Recently, the Gaia mission had already revolutionized the way we understand the evolution of our galaxy by mapping with extreme precision the position and speed of more than a billion stars in the Milky Way. The EUCLID mission will do the same for the entire visible universe. It will map the large-scale structure of the Universe over 10 billion light years, revealing the history of its expansion and the formation of large structures during the last three quarters of its history.
As for Gaia, AMOS was chosen by Airbus and ESA to manufacture all EUCLID flight mirrors downstream of the primary mirror. These mirrors are made of silicon carbide, one of the most stable materials there is, so that they retain their shape despite the extreme conditions encountered in space. They were polished with a surface roughness less than one nanometer (one nanometer is equivalent to 1 billionth of a meter). Such precision means that a human hair lying on the surface would be 50,000 times thicker than the residual roughness on its surface.

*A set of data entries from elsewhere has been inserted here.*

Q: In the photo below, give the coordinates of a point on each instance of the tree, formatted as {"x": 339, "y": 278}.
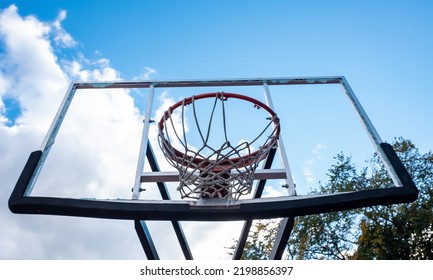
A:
{"x": 403, "y": 231}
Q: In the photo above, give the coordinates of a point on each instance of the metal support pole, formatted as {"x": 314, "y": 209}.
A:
{"x": 51, "y": 135}
{"x": 146, "y": 240}
{"x": 371, "y": 131}
{"x": 143, "y": 145}
{"x": 289, "y": 180}
{"x": 282, "y": 238}
{"x": 166, "y": 196}
{"x": 242, "y": 241}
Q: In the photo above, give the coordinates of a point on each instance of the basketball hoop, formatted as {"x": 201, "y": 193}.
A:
{"x": 225, "y": 170}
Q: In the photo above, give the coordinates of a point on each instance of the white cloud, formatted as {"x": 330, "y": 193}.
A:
{"x": 61, "y": 37}
{"x": 90, "y": 156}
{"x": 308, "y": 168}
{"x": 32, "y": 75}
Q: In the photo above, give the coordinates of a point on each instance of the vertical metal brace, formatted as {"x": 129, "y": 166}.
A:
{"x": 286, "y": 225}
{"x": 143, "y": 145}
{"x": 281, "y": 149}
{"x": 51, "y": 135}
{"x": 371, "y": 131}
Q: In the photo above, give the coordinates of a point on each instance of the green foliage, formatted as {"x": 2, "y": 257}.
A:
{"x": 403, "y": 231}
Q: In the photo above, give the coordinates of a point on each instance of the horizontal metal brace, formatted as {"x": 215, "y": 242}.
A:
{"x": 261, "y": 174}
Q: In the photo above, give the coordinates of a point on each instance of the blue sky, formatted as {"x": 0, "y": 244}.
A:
{"x": 383, "y": 48}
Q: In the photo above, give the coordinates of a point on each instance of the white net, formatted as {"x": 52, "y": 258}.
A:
{"x": 214, "y": 170}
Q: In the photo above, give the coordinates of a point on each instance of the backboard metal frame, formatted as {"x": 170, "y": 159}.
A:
{"x": 21, "y": 200}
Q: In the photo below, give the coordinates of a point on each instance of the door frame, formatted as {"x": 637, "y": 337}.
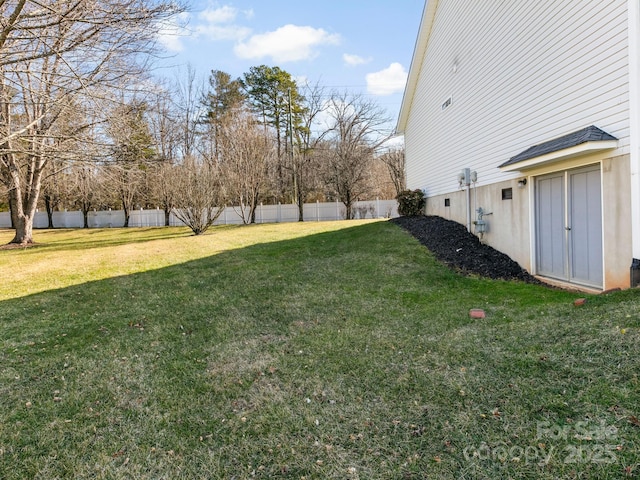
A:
{"x": 566, "y": 195}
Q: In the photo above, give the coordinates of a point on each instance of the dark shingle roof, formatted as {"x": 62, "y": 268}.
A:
{"x": 589, "y": 134}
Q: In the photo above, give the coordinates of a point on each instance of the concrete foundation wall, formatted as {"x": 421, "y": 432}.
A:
{"x": 511, "y": 223}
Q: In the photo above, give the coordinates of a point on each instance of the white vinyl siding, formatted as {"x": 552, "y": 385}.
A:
{"x": 526, "y": 72}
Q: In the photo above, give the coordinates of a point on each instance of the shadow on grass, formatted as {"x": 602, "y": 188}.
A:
{"x": 340, "y": 352}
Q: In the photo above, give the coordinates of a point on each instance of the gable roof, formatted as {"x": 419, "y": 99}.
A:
{"x": 419, "y": 51}
{"x": 587, "y": 139}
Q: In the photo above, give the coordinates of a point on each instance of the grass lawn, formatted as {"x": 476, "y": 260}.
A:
{"x": 316, "y": 350}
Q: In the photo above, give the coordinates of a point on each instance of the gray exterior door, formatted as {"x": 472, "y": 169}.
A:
{"x": 569, "y": 226}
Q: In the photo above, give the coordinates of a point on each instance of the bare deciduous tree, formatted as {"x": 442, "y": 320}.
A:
{"x": 247, "y": 153}
{"x": 200, "y": 195}
{"x": 55, "y": 55}
{"x": 355, "y": 131}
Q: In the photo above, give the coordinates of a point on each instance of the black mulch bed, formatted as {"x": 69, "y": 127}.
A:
{"x": 453, "y": 245}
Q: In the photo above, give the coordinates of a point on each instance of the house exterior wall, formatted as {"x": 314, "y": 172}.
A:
{"x": 518, "y": 74}
{"x": 499, "y": 77}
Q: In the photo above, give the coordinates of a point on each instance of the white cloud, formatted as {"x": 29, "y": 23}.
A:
{"x": 289, "y": 43}
{"x": 218, "y": 24}
{"x": 388, "y": 81}
{"x": 354, "y": 60}
{"x": 171, "y": 33}
{"x": 224, "y": 14}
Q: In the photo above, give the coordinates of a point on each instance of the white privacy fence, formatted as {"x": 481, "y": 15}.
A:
{"x": 264, "y": 214}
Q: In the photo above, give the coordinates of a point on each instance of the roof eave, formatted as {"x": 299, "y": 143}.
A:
{"x": 582, "y": 149}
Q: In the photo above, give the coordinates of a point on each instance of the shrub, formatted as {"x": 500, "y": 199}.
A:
{"x": 411, "y": 202}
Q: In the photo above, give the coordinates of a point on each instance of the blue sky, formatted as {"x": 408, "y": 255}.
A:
{"x": 360, "y": 46}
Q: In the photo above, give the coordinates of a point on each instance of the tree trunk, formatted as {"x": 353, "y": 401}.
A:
{"x": 49, "y": 206}
{"x": 24, "y": 230}
{"x": 23, "y": 207}
{"x": 300, "y": 203}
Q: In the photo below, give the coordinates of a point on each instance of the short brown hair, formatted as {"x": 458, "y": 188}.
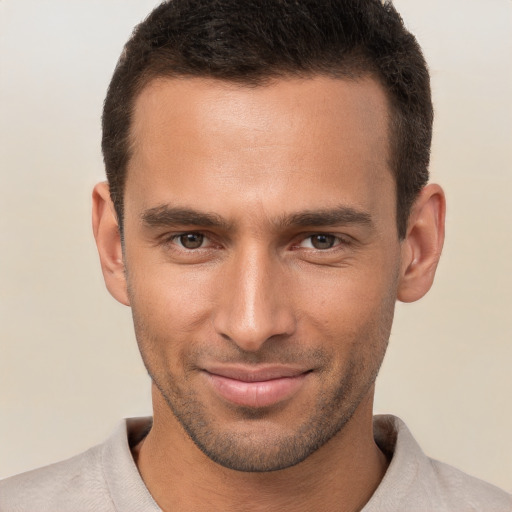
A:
{"x": 254, "y": 41}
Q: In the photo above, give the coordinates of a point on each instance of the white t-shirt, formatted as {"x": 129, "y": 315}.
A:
{"x": 105, "y": 479}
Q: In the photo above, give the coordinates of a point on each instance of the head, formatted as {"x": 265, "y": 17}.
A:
{"x": 260, "y": 170}
{"x": 256, "y": 41}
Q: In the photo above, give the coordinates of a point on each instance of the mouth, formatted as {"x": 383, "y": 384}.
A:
{"x": 256, "y": 387}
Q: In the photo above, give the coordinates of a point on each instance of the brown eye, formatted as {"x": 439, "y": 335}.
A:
{"x": 321, "y": 241}
{"x": 191, "y": 240}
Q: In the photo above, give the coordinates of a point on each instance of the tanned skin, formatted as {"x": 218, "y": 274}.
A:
{"x": 262, "y": 263}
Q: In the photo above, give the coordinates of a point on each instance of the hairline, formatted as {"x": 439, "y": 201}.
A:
{"x": 355, "y": 73}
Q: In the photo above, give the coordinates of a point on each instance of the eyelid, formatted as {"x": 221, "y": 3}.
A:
{"x": 341, "y": 240}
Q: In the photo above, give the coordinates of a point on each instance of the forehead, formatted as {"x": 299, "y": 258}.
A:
{"x": 287, "y": 144}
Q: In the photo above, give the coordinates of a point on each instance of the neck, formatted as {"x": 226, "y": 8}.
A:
{"x": 342, "y": 475}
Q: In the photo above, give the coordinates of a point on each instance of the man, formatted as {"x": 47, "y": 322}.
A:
{"x": 267, "y": 203}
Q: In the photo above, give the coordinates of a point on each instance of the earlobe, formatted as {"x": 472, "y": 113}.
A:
{"x": 421, "y": 248}
{"x": 108, "y": 241}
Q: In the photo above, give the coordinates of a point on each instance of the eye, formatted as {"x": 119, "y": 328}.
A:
{"x": 320, "y": 241}
{"x": 189, "y": 240}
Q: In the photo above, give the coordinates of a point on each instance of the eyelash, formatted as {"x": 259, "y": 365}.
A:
{"x": 340, "y": 242}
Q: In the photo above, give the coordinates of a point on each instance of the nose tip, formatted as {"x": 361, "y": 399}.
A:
{"x": 251, "y": 334}
{"x": 255, "y": 307}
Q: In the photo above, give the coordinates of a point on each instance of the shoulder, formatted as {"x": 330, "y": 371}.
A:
{"x": 457, "y": 487}
{"x": 74, "y": 484}
{"x": 414, "y": 481}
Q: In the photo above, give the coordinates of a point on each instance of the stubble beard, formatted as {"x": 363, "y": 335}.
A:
{"x": 269, "y": 448}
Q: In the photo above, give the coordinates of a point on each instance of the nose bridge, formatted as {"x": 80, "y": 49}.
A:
{"x": 253, "y": 306}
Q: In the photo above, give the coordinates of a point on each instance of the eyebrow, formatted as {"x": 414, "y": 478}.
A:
{"x": 340, "y": 216}
{"x": 165, "y": 215}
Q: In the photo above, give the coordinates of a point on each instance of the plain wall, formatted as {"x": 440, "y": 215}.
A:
{"x": 69, "y": 366}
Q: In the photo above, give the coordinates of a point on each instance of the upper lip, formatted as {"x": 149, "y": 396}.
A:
{"x": 255, "y": 373}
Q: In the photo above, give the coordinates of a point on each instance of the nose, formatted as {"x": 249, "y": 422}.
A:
{"x": 254, "y": 304}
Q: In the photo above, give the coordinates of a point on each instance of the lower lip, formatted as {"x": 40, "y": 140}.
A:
{"x": 256, "y": 394}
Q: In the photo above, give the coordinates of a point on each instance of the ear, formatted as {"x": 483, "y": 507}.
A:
{"x": 108, "y": 241}
{"x": 423, "y": 243}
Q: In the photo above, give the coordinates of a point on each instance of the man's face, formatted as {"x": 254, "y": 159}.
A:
{"x": 262, "y": 259}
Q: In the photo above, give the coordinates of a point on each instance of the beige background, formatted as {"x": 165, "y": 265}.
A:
{"x": 69, "y": 367}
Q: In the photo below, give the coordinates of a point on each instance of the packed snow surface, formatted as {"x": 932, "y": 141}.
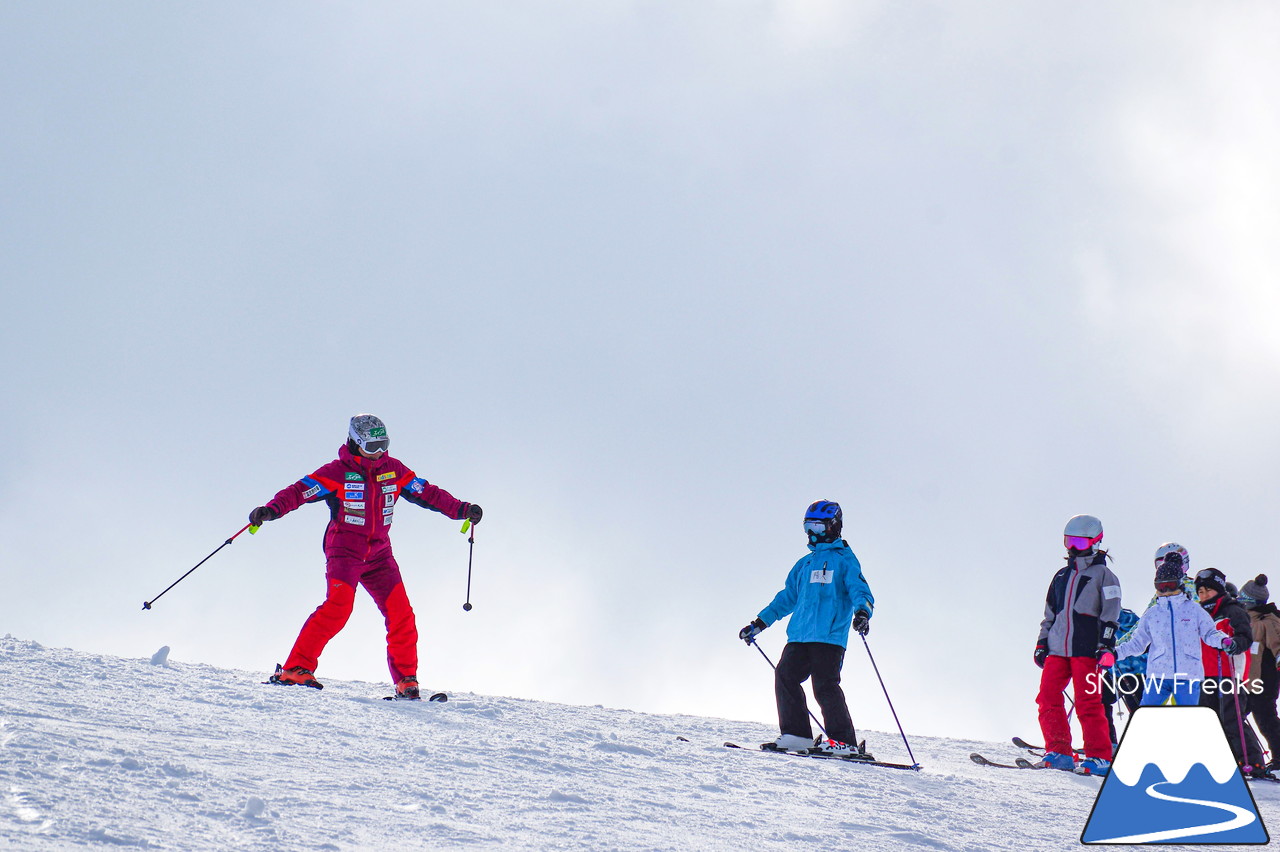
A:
{"x": 156, "y": 752}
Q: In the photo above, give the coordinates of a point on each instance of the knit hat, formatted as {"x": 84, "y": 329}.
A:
{"x": 1255, "y": 592}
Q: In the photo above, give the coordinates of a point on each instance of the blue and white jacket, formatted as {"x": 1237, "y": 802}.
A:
{"x": 823, "y": 591}
{"x": 1173, "y": 630}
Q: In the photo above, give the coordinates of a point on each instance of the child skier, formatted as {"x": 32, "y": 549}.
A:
{"x": 824, "y": 594}
{"x": 361, "y": 488}
{"x": 1078, "y": 633}
{"x": 1221, "y": 688}
{"x": 1171, "y": 632}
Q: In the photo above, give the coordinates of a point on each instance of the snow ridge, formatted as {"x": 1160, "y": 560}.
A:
{"x": 105, "y": 751}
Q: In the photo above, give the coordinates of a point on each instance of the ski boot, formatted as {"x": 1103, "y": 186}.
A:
{"x": 407, "y": 688}
{"x": 1056, "y": 760}
{"x": 790, "y": 742}
{"x": 836, "y": 749}
{"x": 295, "y": 674}
{"x": 1093, "y": 766}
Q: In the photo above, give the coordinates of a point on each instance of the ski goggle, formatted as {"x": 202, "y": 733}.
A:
{"x": 1080, "y": 543}
{"x": 816, "y": 527}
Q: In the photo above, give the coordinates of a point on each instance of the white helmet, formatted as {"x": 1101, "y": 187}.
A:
{"x": 369, "y": 433}
{"x": 1082, "y": 534}
{"x": 1173, "y": 554}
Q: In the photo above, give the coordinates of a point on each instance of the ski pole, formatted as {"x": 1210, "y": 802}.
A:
{"x": 471, "y": 549}
{"x": 914, "y": 764}
{"x": 1239, "y": 718}
{"x": 776, "y": 668}
{"x": 251, "y": 528}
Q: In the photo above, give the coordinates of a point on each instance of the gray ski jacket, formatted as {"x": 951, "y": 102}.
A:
{"x": 1082, "y": 608}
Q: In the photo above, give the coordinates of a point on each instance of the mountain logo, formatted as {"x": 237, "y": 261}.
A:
{"x": 1174, "y": 781}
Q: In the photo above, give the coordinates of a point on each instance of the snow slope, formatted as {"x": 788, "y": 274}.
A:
{"x": 101, "y": 752}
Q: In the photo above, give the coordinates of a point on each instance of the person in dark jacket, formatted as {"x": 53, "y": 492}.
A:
{"x": 1265, "y": 621}
{"x": 1224, "y": 673}
{"x": 1077, "y": 635}
{"x": 361, "y": 488}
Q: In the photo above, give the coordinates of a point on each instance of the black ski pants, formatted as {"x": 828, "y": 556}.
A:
{"x": 1225, "y": 702}
{"x": 1264, "y": 705}
{"x": 821, "y": 662}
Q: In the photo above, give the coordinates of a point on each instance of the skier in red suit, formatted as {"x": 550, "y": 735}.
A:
{"x": 361, "y": 488}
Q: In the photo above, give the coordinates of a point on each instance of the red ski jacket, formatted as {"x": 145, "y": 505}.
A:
{"x": 361, "y": 494}
{"x": 1232, "y": 619}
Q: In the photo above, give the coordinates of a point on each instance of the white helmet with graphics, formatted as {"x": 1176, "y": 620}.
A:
{"x": 1082, "y": 534}
{"x": 369, "y": 433}
{"x": 1173, "y": 554}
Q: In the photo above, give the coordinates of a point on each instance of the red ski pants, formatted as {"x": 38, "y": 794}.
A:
{"x": 382, "y": 580}
{"x": 1059, "y": 672}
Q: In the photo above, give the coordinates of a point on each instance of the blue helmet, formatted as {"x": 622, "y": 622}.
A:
{"x": 823, "y": 521}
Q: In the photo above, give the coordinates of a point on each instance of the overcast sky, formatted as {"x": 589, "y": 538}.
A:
{"x": 643, "y": 279}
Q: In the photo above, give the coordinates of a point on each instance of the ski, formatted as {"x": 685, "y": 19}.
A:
{"x": 1038, "y": 750}
{"x": 438, "y": 697}
{"x": 769, "y": 747}
{"x": 982, "y": 761}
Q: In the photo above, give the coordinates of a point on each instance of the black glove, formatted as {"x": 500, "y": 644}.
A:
{"x": 753, "y": 630}
{"x": 863, "y": 622}
{"x": 261, "y": 514}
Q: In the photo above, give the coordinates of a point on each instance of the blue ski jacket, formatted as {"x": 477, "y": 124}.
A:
{"x": 823, "y": 591}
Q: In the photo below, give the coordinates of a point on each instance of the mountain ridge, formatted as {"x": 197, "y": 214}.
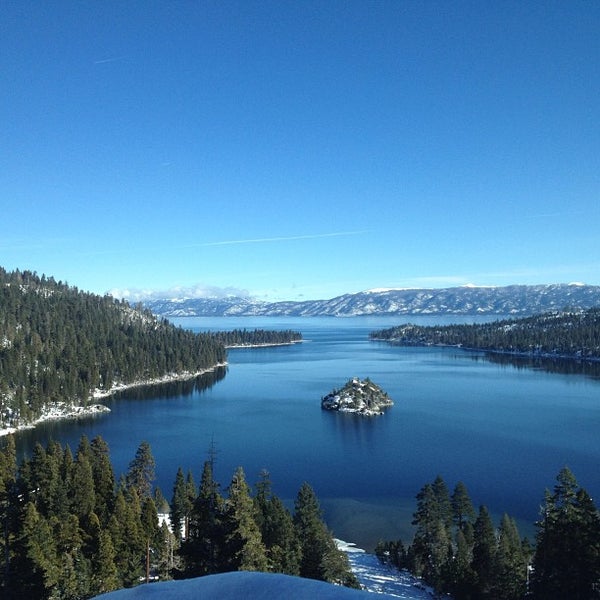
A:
{"x": 516, "y": 300}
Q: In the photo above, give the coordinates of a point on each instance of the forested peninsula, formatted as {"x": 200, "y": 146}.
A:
{"x": 242, "y": 338}
{"x": 60, "y": 346}
{"x": 73, "y": 529}
{"x": 567, "y": 334}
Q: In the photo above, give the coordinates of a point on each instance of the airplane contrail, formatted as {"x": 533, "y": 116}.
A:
{"x": 278, "y": 239}
{"x": 105, "y": 60}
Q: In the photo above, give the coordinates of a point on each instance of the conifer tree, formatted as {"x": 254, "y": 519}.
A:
{"x": 243, "y": 542}
{"x": 484, "y": 554}
{"x": 511, "y": 563}
{"x": 202, "y": 551}
{"x": 567, "y": 556}
{"x": 141, "y": 471}
{"x": 104, "y": 478}
{"x": 320, "y": 557}
{"x": 179, "y": 506}
{"x": 277, "y": 530}
{"x": 462, "y": 507}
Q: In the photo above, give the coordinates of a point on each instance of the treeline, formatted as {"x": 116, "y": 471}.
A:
{"x": 58, "y": 344}
{"x": 569, "y": 334}
{"x": 462, "y": 553}
{"x": 71, "y": 531}
{"x": 258, "y": 337}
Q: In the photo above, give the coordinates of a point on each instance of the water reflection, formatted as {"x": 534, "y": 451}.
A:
{"x": 563, "y": 366}
{"x": 173, "y": 389}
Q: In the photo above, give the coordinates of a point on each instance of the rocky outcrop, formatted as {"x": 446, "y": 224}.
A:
{"x": 358, "y": 396}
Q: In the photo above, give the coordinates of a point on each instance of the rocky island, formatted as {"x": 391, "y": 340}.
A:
{"x": 358, "y": 396}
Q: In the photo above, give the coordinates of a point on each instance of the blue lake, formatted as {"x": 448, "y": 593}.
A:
{"x": 502, "y": 429}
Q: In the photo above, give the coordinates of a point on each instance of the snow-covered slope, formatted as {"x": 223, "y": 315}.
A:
{"x": 386, "y": 582}
{"x": 467, "y": 300}
{"x": 239, "y": 586}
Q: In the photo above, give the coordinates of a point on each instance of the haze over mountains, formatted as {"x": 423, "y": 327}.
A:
{"x": 518, "y": 300}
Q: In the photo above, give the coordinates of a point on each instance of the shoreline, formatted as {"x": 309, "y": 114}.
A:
{"x": 265, "y": 345}
{"x": 512, "y": 353}
{"x": 62, "y": 410}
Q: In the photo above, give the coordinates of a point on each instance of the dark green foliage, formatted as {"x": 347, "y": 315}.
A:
{"x": 245, "y": 550}
{"x": 566, "y": 334}
{"x": 58, "y": 344}
{"x": 457, "y": 555}
{"x": 258, "y": 337}
{"x": 320, "y": 557}
{"x": 202, "y": 551}
{"x": 567, "y": 556}
{"x": 277, "y": 530}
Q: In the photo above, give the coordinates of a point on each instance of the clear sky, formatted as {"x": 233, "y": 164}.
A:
{"x": 300, "y": 149}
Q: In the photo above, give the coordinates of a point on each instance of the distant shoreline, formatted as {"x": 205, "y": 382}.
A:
{"x": 265, "y": 345}
{"x": 62, "y": 410}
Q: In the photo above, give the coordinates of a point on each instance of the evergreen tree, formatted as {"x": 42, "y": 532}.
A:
{"x": 277, "y": 530}
{"x": 463, "y": 512}
{"x": 431, "y": 548}
{"x": 244, "y": 546}
{"x": 82, "y": 491}
{"x": 104, "y": 479}
{"x": 484, "y": 554}
{"x": 180, "y": 510}
{"x": 141, "y": 471}
{"x": 320, "y": 557}
{"x": 567, "y": 556}
{"x": 202, "y": 551}
{"x": 511, "y": 562}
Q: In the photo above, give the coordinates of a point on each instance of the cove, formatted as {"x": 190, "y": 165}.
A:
{"x": 503, "y": 428}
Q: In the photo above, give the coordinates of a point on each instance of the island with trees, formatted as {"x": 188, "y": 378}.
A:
{"x": 358, "y": 396}
{"x": 567, "y": 334}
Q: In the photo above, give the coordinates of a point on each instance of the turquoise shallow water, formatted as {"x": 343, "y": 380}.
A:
{"x": 503, "y": 430}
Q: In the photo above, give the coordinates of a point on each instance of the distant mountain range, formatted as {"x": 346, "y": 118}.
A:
{"x": 518, "y": 300}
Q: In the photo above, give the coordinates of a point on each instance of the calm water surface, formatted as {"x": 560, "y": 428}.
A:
{"x": 503, "y": 430}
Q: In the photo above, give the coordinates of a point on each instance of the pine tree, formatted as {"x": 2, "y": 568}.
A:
{"x": 244, "y": 546}
{"x": 511, "y": 563}
{"x": 179, "y": 506}
{"x": 431, "y": 548}
{"x": 202, "y": 551}
{"x": 567, "y": 556}
{"x": 484, "y": 554}
{"x": 104, "y": 479}
{"x": 277, "y": 530}
{"x": 462, "y": 507}
{"x": 320, "y": 557}
{"x": 141, "y": 471}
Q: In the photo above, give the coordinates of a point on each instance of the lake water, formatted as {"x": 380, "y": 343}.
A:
{"x": 502, "y": 429}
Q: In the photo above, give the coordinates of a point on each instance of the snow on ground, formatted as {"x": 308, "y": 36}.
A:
{"x": 240, "y": 585}
{"x": 386, "y": 582}
{"x": 383, "y": 579}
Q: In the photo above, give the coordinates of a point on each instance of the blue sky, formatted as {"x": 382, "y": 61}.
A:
{"x": 300, "y": 149}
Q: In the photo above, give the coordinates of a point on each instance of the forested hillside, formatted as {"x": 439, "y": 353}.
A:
{"x": 58, "y": 344}
{"x": 71, "y": 530}
{"x": 461, "y": 552}
{"x": 564, "y": 334}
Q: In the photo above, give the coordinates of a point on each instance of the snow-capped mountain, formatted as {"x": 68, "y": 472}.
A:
{"x": 467, "y": 300}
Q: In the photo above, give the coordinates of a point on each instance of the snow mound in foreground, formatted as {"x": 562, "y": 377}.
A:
{"x": 241, "y": 585}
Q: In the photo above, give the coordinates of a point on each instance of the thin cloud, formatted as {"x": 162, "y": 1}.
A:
{"x": 313, "y": 236}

Euclid is an ESA mission to map the geometry of the dark Universe. The mission will investigate the distance-redshift relationship and the evolution of cosmic structures by measuring shapes and redshifts of galaxies and clusters of galaxies out to redshifts ~2, or equivalently to a look-back time of 10 billion years.
The Euclid space probe will be based on a 1m infrared telescope. This cutting-edge instrument need to be tested in representative thermal and vacuum conditions. For this purpose, AMOS was contracted the building of a 1.2m collimator designed to project to the telescope a signal that would like like as coming from the infinity of the universe.